Cut off the brown ends of the Brussels sprouts and pull off any yellow outer leaves. Cut a thin slice off of one side and then, placing that side facing down, thinly slice the remainder of the sprout.

Thinly slice the white and light green parts of the leeks. Thinly slice the shallot and garlic. Zest your lemon, preserving zest in a small bowl covered with a moistened paper towel.

Heat the olive oil in large pot over medium heat. Add shallots and leeks; sauté until almost translucent, about 5 minutes. Add garlic and stir for a few minutes.

Add Brussels sprouts; increase heat to medium-high and sauté until tender, about 6-7 minutes, stirring frequently. Remove from heat and stir in 2 tablespoons pine nuts and lemon juice. Season with salt and pepper.

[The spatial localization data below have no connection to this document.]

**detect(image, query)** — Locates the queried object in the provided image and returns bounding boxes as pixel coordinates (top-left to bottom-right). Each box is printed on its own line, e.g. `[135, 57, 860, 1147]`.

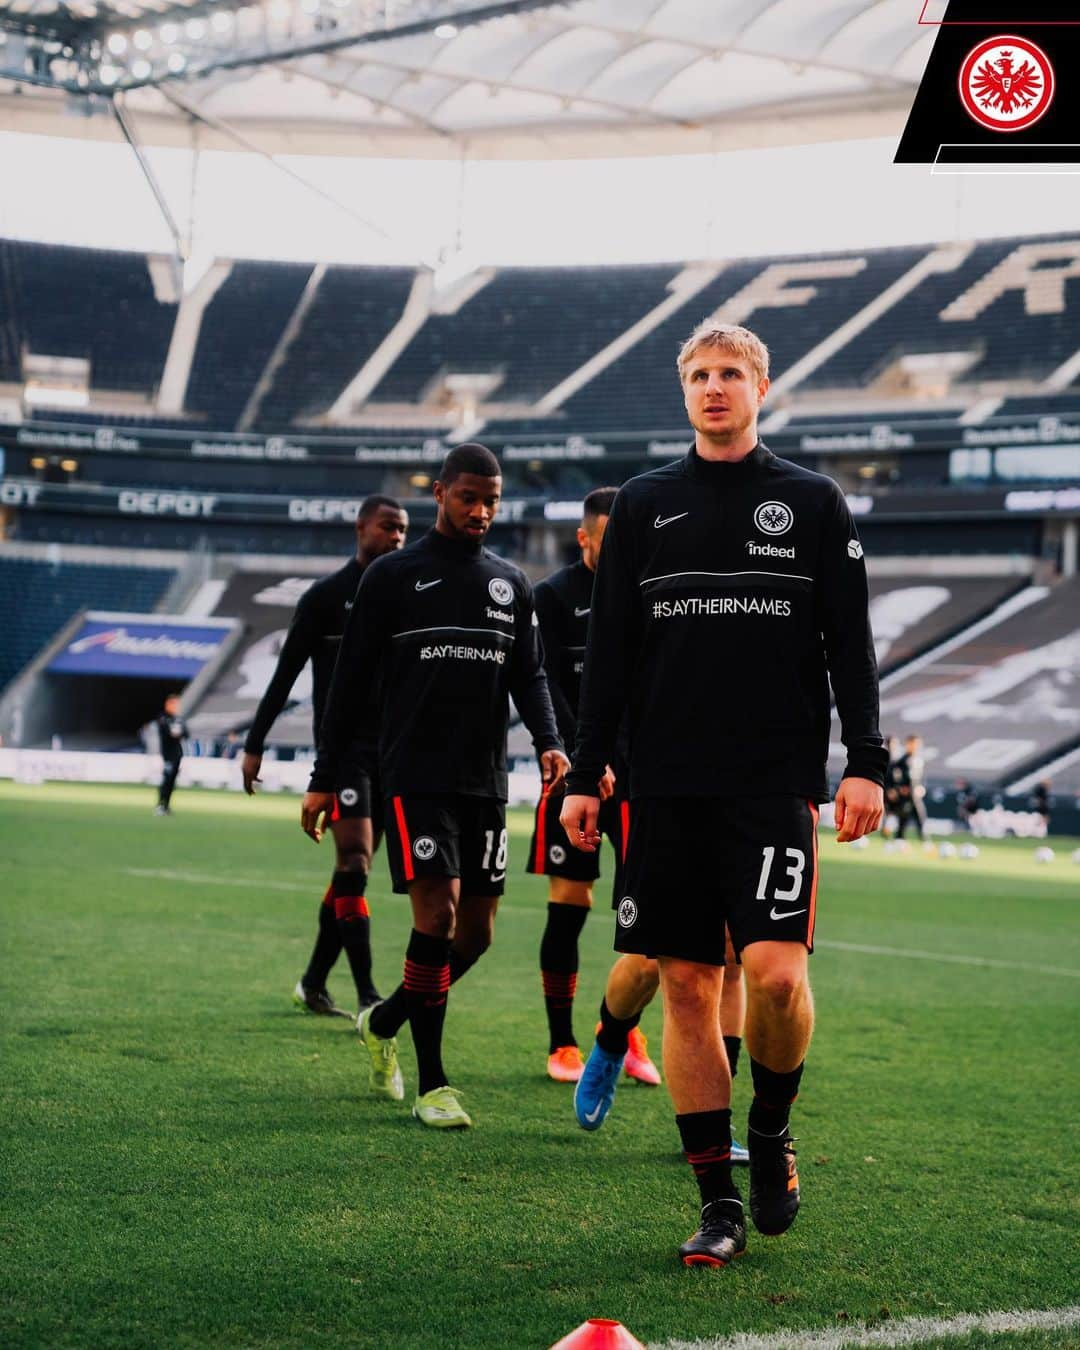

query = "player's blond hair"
[677, 323, 770, 385]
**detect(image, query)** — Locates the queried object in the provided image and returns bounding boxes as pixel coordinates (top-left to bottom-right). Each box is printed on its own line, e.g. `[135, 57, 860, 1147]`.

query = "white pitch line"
[652, 1302, 1080, 1350]
[124, 867, 312, 894]
[817, 938, 1080, 980]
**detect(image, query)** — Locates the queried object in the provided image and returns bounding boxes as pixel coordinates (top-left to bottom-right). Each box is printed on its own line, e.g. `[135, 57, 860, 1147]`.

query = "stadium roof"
[0, 0, 933, 158]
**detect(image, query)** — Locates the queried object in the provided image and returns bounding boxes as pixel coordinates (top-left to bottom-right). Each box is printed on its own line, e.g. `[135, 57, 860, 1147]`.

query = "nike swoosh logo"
[583, 1101, 604, 1124]
[415, 579, 442, 591]
[654, 512, 688, 529]
[574, 606, 590, 617]
[490, 872, 505, 882]
[344, 601, 353, 610]
[770, 907, 807, 921]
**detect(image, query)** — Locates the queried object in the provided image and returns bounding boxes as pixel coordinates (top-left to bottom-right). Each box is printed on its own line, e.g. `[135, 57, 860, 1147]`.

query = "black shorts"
[331, 759, 381, 822]
[384, 795, 507, 896]
[526, 784, 628, 890]
[616, 795, 819, 966]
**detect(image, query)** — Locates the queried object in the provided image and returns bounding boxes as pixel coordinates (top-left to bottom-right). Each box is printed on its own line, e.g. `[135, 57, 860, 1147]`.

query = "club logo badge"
[549, 845, 566, 865]
[617, 896, 638, 928]
[754, 501, 794, 536]
[959, 35, 1055, 133]
[413, 835, 437, 861]
[339, 787, 358, 807]
[488, 577, 513, 606]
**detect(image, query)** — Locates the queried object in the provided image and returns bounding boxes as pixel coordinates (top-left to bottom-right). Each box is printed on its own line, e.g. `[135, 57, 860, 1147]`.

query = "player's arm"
[562, 492, 638, 850]
[817, 486, 886, 842]
[241, 597, 317, 794]
[533, 581, 578, 751]
[509, 578, 568, 788]
[302, 568, 386, 841]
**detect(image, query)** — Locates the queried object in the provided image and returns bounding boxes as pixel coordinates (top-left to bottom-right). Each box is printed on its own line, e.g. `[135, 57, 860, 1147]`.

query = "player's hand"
[598, 765, 616, 802]
[241, 752, 262, 796]
[300, 791, 335, 842]
[834, 777, 884, 843]
[560, 793, 601, 852]
[541, 749, 570, 788]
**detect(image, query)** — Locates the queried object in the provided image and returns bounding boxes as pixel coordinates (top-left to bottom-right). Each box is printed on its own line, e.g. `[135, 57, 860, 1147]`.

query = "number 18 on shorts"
[387, 795, 509, 896]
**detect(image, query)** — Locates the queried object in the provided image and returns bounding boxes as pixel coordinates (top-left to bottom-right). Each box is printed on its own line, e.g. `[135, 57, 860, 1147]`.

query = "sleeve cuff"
[842, 746, 888, 787]
[564, 769, 603, 797]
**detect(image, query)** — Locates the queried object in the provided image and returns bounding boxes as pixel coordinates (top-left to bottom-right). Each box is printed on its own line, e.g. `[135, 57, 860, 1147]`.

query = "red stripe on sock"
[404, 959, 450, 993]
[541, 971, 578, 1000]
[333, 894, 370, 921]
[393, 796, 415, 882]
[686, 1146, 732, 1176]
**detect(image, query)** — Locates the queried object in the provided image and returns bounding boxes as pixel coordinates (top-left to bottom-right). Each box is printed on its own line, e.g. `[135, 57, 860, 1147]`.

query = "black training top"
[565, 442, 887, 803]
[243, 557, 365, 756]
[309, 528, 562, 801]
[534, 559, 594, 751]
[156, 713, 187, 763]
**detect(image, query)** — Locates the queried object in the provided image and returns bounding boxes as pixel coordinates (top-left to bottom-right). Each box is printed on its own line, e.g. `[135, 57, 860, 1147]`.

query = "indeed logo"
[746, 540, 795, 559]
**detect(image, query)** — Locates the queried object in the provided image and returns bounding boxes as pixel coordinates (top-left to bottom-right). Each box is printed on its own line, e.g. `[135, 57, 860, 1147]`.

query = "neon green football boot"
[356, 1005, 405, 1101]
[412, 1085, 472, 1129]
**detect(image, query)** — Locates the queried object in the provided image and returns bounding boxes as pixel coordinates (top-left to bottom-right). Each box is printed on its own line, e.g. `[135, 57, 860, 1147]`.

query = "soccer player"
[561, 322, 885, 1267]
[302, 444, 568, 1129]
[241, 496, 408, 1016]
[154, 694, 187, 815]
[528, 487, 658, 1086]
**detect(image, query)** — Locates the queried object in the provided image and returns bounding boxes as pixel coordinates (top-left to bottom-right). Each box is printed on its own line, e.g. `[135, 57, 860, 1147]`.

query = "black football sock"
[676, 1108, 742, 1209]
[332, 870, 379, 1006]
[368, 943, 477, 1039]
[596, 996, 641, 1057]
[403, 929, 451, 1096]
[302, 887, 342, 991]
[748, 1059, 804, 1138]
[723, 1035, 742, 1081]
[540, 903, 588, 1052]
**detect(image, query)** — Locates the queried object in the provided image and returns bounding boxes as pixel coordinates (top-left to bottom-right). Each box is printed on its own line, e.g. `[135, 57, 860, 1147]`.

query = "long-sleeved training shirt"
[156, 714, 187, 763]
[309, 527, 562, 801]
[534, 559, 594, 752]
[565, 443, 887, 802]
[243, 557, 365, 756]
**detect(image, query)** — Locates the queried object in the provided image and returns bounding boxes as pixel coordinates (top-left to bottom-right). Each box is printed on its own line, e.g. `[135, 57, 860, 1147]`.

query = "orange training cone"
[550, 1318, 645, 1350]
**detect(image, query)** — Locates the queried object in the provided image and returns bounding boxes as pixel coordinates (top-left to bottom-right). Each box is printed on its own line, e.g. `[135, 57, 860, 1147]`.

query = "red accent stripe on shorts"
[541, 971, 578, 1002]
[333, 894, 370, 922]
[403, 959, 451, 993]
[533, 786, 549, 872]
[330, 797, 341, 823]
[392, 796, 414, 882]
[620, 800, 630, 863]
[807, 800, 819, 949]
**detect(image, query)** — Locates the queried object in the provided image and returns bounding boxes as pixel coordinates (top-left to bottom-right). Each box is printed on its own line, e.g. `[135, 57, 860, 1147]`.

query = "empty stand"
[878, 577, 1080, 787]
[0, 239, 176, 394]
[868, 574, 1028, 675]
[186, 261, 312, 427]
[257, 265, 416, 426]
[0, 556, 174, 694]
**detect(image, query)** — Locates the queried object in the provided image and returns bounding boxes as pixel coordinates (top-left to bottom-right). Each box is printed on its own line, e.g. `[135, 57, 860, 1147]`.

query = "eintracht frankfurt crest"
[958, 35, 1055, 133]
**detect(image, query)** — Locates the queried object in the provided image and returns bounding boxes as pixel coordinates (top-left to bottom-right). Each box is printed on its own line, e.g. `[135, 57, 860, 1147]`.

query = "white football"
[850, 835, 870, 850]
[1034, 847, 1054, 864]
[938, 842, 957, 859]
[959, 844, 979, 860]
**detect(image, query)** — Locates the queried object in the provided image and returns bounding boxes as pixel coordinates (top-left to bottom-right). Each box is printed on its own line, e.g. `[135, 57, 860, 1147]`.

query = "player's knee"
[661, 962, 718, 1014]
[751, 966, 804, 1010]
[338, 847, 372, 874]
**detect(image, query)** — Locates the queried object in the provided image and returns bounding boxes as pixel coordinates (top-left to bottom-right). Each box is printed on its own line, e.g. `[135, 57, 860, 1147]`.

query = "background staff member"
[154, 694, 187, 816]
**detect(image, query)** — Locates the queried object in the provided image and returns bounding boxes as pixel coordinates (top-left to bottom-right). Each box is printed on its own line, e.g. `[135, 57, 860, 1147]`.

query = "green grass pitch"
[1, 781, 1077, 1349]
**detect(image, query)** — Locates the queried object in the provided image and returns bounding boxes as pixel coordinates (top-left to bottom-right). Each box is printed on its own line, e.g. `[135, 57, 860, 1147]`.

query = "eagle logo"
[959, 36, 1054, 132]
[754, 501, 794, 537]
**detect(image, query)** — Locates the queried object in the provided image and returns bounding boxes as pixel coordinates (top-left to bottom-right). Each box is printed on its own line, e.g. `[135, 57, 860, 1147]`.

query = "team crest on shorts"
[339, 787, 358, 807]
[413, 835, 437, 861]
[488, 577, 513, 606]
[754, 501, 794, 536]
[617, 896, 638, 928]
[549, 844, 566, 865]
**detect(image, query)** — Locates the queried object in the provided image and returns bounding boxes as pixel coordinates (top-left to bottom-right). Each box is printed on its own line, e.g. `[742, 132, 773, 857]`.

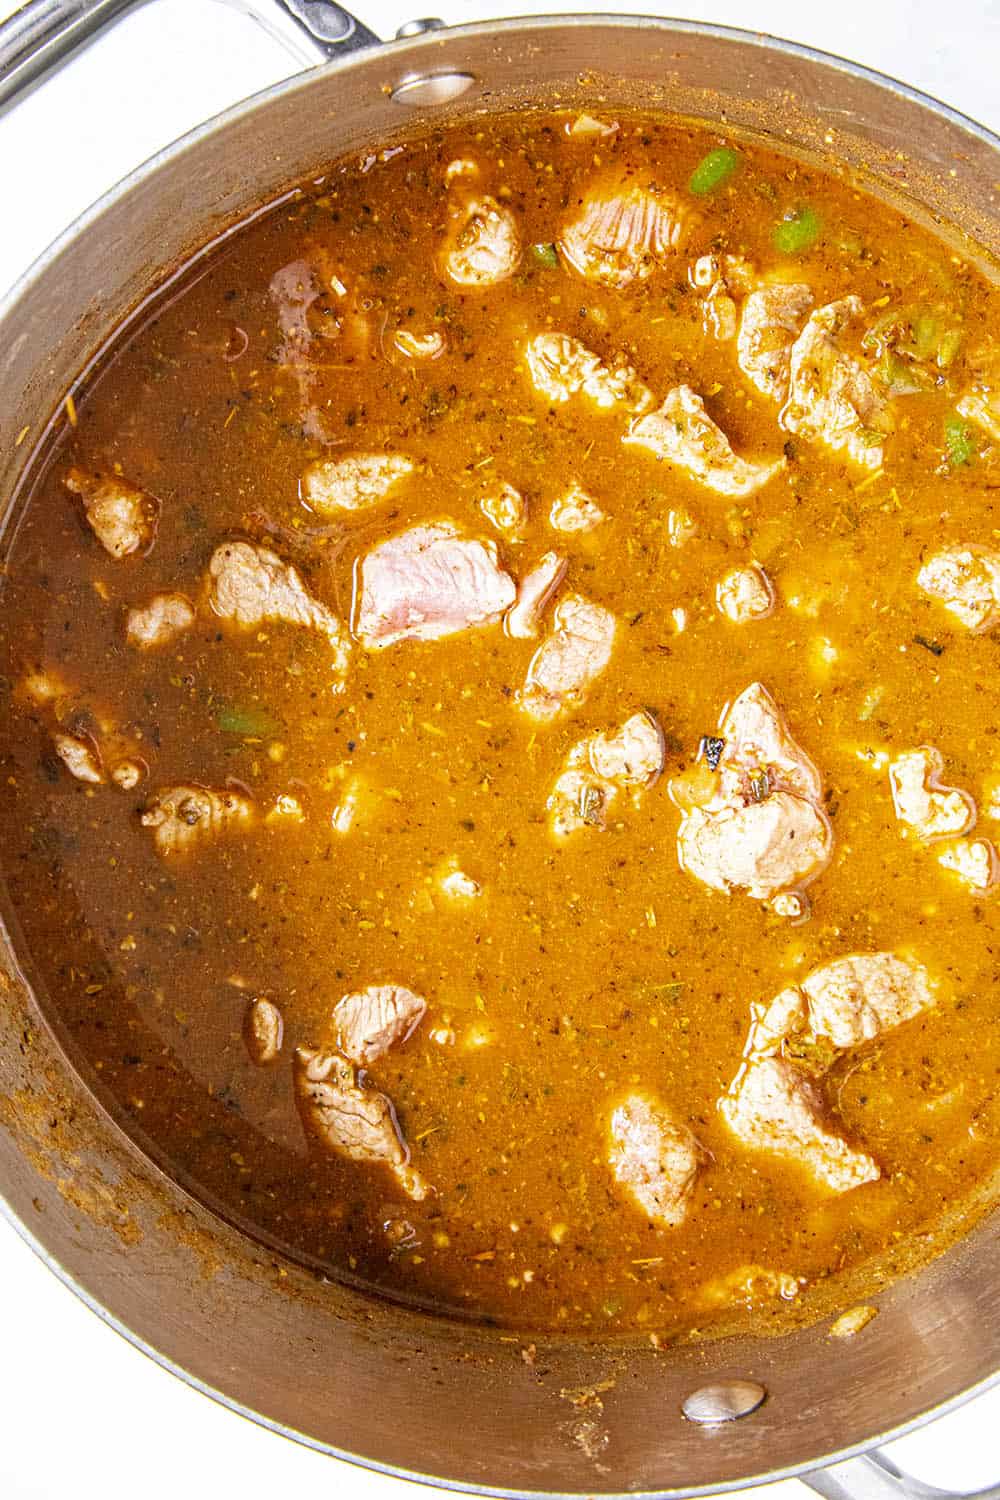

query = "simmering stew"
[2, 111, 998, 1338]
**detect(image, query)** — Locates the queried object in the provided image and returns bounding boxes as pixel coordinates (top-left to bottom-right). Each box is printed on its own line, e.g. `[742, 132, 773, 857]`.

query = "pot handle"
[0, 0, 379, 115]
[805, 1449, 1000, 1500]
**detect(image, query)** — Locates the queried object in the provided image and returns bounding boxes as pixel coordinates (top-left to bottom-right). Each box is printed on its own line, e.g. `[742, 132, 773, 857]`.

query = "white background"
[0, 1, 999, 1496]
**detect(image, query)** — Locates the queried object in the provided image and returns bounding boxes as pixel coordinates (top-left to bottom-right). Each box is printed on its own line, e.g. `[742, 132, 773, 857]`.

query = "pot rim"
[1, 13, 998, 1495]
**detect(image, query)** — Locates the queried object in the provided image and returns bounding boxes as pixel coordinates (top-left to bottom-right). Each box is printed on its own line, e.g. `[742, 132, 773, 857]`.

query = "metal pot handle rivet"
[682, 1380, 768, 1424]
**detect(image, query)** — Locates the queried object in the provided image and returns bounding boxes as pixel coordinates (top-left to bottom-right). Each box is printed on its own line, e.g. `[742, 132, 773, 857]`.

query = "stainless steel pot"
[0, 7, 997, 1497]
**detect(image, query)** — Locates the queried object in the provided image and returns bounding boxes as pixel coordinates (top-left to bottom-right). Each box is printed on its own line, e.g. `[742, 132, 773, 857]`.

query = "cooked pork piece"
[301, 453, 413, 515]
[625, 386, 784, 498]
[548, 767, 612, 838]
[356, 521, 516, 648]
[916, 545, 1000, 633]
[506, 551, 567, 639]
[938, 837, 999, 894]
[608, 1092, 701, 1228]
[718, 682, 824, 805]
[65, 467, 159, 559]
[673, 683, 832, 904]
[334, 983, 428, 1066]
[748, 953, 935, 1056]
[801, 953, 936, 1048]
[559, 181, 694, 289]
[295, 1047, 428, 1200]
[125, 592, 196, 650]
[479, 482, 528, 538]
[589, 711, 664, 785]
[109, 759, 145, 792]
[140, 784, 255, 855]
[549, 485, 606, 534]
[889, 747, 976, 841]
[548, 711, 663, 837]
[782, 296, 892, 471]
[244, 997, 284, 1065]
[957, 391, 1000, 444]
[716, 564, 775, 623]
[737, 284, 813, 401]
[691, 252, 756, 342]
[441, 195, 521, 287]
[667, 508, 698, 547]
[52, 731, 103, 784]
[678, 792, 832, 902]
[519, 593, 616, 721]
[720, 1057, 880, 1194]
[524, 333, 653, 414]
[207, 541, 350, 681]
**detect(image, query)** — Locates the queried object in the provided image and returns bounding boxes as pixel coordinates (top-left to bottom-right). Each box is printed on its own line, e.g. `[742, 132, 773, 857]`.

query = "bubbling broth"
[1, 110, 999, 1337]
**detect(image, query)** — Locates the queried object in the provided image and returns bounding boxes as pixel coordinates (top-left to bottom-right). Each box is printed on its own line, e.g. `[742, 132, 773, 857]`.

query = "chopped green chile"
[530, 242, 559, 268]
[216, 704, 282, 737]
[688, 146, 740, 196]
[2, 108, 999, 1344]
[944, 414, 976, 466]
[773, 206, 821, 253]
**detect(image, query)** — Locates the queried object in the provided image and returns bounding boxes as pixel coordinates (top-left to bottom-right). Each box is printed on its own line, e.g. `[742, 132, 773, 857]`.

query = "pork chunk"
[608, 1093, 700, 1228]
[140, 784, 255, 855]
[957, 390, 1000, 445]
[52, 731, 103, 784]
[559, 182, 694, 290]
[65, 468, 159, 559]
[519, 594, 616, 721]
[442, 195, 520, 287]
[938, 837, 998, 894]
[625, 386, 784, 498]
[916, 545, 1000, 633]
[720, 1057, 879, 1194]
[295, 1048, 428, 1200]
[782, 297, 892, 471]
[718, 682, 824, 804]
[548, 711, 664, 837]
[480, 482, 528, 538]
[673, 683, 832, 905]
[889, 747, 976, 842]
[207, 541, 350, 681]
[801, 953, 936, 1048]
[506, 551, 567, 639]
[334, 983, 427, 1066]
[356, 521, 516, 648]
[549, 485, 606, 534]
[716, 564, 775, 623]
[125, 593, 195, 650]
[301, 453, 413, 515]
[524, 333, 653, 415]
[589, 711, 664, 785]
[678, 792, 832, 902]
[748, 954, 935, 1058]
[244, 997, 284, 1065]
[737, 284, 813, 401]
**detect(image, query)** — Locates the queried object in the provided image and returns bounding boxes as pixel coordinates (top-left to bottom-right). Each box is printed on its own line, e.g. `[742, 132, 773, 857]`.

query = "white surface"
[0, 1, 998, 1496]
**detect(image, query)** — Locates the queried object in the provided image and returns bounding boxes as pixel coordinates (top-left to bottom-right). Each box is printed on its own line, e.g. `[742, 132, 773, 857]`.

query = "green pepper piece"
[689, 147, 740, 196]
[530, 242, 559, 269]
[944, 414, 975, 467]
[773, 206, 821, 254]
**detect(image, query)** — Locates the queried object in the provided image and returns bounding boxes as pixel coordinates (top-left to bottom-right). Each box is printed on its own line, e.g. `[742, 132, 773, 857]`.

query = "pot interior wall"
[0, 19, 998, 1495]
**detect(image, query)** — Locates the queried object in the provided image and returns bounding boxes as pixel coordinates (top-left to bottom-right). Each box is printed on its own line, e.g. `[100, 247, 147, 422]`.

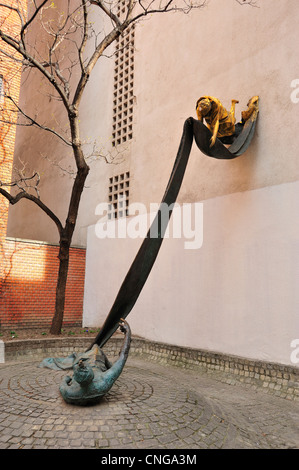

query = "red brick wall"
[0, 239, 86, 329]
[0, 1, 86, 329]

While Brussels sprouts are cooking, prepare pasta according to instructions. I highly recommend fresh pasta. I like to pair this version of Brussels sprouts with a lemon & pepper linguine sold at my local farmer’s market – but any fresh pasta will do.

When pasta is done, drain and reserve about ¼ cup of the liquid. Toss the pasta in the pan with the Brussels sprouts and drizzle hot “pasta liquid” over the top to moisten.

Transfer to bowl. Sprinkle with remaining 1 tablespoon pine nuts, parmesan and lemon zest and serve.